Mais alors, l'acheteur ou l'acheteuse de l'œuvre n'a-t-il acheté que du vide ? Concrètement, oui – du vide et un certificat d'authenticité, certes. Mais dans l'art contemporain, il est fréquent de n'acheter rien de matériel, si ce n'est le concept d'une œuvre (d'où le terme d'art conceptuel) : dans le mouvement Fluxus, par exemple, les œuvres d'art prenaient souvent la forme de protocoles, de marches à suivre, pour que chacun puisse ensuite reproduire l'acte artistique, souvent sous la forme d'un jeu. Avant cela, dès 1958, Yves Klein, connu pour son fameux "bleu Klein", avait aussi imaginé des expositions invisibles. Et en 2005, le Centre Pompidou avait accueilli le "Labyrinthe invisible" d'un artiste danois, Jeppe Hein, avant de consacrer une exposition rétrospective aux salles vides dans l'art contemporain en 2009.

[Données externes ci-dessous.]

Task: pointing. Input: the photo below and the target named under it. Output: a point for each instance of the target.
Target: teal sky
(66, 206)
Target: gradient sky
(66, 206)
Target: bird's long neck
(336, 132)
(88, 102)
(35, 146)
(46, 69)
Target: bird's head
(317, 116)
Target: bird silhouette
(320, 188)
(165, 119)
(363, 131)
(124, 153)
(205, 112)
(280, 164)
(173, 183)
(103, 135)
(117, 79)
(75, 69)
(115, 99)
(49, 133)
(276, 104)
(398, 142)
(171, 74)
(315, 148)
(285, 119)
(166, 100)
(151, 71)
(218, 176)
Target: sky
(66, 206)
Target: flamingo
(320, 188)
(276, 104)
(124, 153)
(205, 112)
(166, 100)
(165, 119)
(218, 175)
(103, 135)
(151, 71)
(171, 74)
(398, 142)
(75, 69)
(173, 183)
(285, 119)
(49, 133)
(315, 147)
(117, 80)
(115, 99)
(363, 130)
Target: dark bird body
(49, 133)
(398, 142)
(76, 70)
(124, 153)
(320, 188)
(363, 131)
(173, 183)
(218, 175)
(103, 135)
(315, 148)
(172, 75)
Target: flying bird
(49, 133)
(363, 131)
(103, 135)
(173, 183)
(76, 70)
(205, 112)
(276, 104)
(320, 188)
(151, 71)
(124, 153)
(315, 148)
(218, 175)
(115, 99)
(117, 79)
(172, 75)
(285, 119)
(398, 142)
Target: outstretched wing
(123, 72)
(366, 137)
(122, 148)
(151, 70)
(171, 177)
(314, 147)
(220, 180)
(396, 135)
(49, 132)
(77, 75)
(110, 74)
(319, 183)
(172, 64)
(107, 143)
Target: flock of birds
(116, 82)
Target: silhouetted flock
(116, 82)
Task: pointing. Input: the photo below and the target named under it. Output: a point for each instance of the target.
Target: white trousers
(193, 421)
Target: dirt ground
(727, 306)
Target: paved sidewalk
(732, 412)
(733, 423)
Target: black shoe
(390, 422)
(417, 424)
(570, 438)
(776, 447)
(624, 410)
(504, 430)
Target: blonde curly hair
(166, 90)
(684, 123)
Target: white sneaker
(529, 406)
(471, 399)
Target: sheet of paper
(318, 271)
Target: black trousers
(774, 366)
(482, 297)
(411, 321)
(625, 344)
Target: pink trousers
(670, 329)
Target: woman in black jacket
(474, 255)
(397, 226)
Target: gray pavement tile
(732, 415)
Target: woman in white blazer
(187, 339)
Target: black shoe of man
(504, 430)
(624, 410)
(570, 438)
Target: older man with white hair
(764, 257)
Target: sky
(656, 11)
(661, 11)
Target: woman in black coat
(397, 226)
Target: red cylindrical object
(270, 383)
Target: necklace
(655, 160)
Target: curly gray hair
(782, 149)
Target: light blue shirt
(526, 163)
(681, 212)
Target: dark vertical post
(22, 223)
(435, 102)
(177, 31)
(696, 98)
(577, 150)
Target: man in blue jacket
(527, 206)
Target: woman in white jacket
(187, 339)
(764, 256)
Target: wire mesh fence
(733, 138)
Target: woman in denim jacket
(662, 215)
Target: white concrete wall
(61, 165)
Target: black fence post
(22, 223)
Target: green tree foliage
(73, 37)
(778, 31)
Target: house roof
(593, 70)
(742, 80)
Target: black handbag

Pour l'artiste, que signifie son œuvre ? Salvatore Garau, qui a une pratique plastique habituellement plus visible, estime que "le vide n'est rien de plus qu'un espace plein d'énergie", et que "le vide a un poids, par conséquent, il a une énergie qui se condense", dit-il, ajoutant "qu'après tout, ne façonnons-nous pas un Dieu que nous n'avons jamais vu ?". Pour lui, réaliser une sculpture invisible est "la parfaite métaphore de l'époque que nous vivons".